= Alexia Clark =

American personal trainer (born 1990)

Alexia Clark (born May 22, 1990) is an American personal trainer, fitness nutrition specialist, and social media influencer.

== Early life ==
Clark was born and raised in Phoenix, Arizona. After graduating from high school, she began auditioning for commercials and fitness model photo shoots. She attended Arizona State University and graduated with a Bachelor of Science degree, majoring in communications.

She worked as a project manager at a digital marketing company before quitting to focus full-time on a career in the fitness industry.

== Career ==
According to STRONG Fitness, Clark worked as a personal trainer for five years before beginning to evolve her personal Instagram account into a "fitness page" around 2015.

In 2016, she entered a commercial sponsorship with American footwear and clothing company Reebok. That June, she partnered with women's fashion magazine Glamour to formulate a 30-day squat challenge. In August 2016, she recorded a workout program video for the Men's Health magazine.

In early 2017, Clark began sharing posting fitness videos to Instagram and Snapchat, and rapidly accumulated a following online.
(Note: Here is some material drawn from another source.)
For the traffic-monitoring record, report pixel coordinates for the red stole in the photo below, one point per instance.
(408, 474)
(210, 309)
In mid-2017, she was featured as the cover athlete for STRONG Fitness Mag, with the magazine reporting that she had surpassed 1 million followers on Instagram.
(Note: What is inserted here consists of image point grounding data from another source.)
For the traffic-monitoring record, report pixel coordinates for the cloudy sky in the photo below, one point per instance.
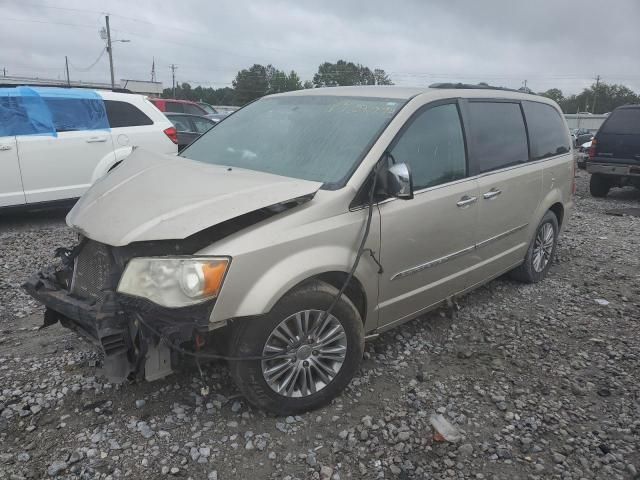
(549, 43)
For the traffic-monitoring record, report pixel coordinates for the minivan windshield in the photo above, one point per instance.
(312, 137)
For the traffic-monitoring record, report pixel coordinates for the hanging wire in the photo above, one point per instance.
(90, 66)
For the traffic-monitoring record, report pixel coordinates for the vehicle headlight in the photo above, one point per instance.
(174, 281)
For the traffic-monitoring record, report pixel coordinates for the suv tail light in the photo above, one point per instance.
(172, 133)
(592, 149)
(573, 177)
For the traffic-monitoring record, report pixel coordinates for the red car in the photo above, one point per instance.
(178, 106)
By early 2019, she had 1.7 million followers on social media, and had been interviewed on ABC News' Good Morning America.

In 2020, The Wall Street Journal reported that her following on Instagram had reached 2 million.
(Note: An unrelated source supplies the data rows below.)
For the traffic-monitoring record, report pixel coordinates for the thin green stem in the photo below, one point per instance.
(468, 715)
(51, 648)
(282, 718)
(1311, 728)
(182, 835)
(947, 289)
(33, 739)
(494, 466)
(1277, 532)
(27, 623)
She has also been featured several times in Women's Health, including on the lifestyle magazine's cover its March 2018 issue.

In 2024, Fit&Well reported that Clark's Instagram following had reached 2.6 million.

== Personal life ==
As of 2020, Clark resides in Scottsdale, Arizona.

In 2018, she told Women's Health that she does not post bikini photos online:

"It has never been about 'look at my body. It's always been, 'I want to help you, here's exercises that you can do, here's how to do them, here's a way to modify them, and here's something different.'"

In 2018, KPNX reported that a man, Issac Straus, had allegedly stalked Clark, violated a court order, and asked Clark's father for her hand in marriage:

"...despite continued rejections, Straus even reportedly involved Clark’s parents. Documents say he stopped by their Paradise Valley home numerous times – dropping off flowers for Mother’s Day and even trying to ask Clark’s father’s permission to marry his daughter."

According to Clark, Straus's unwanted advances forced her to change her routine and acquire a guard dog. She also changed gyms.

In 2021, People magazine reported that Clark had undergone emergency stomach surgery to repair twisted intestines.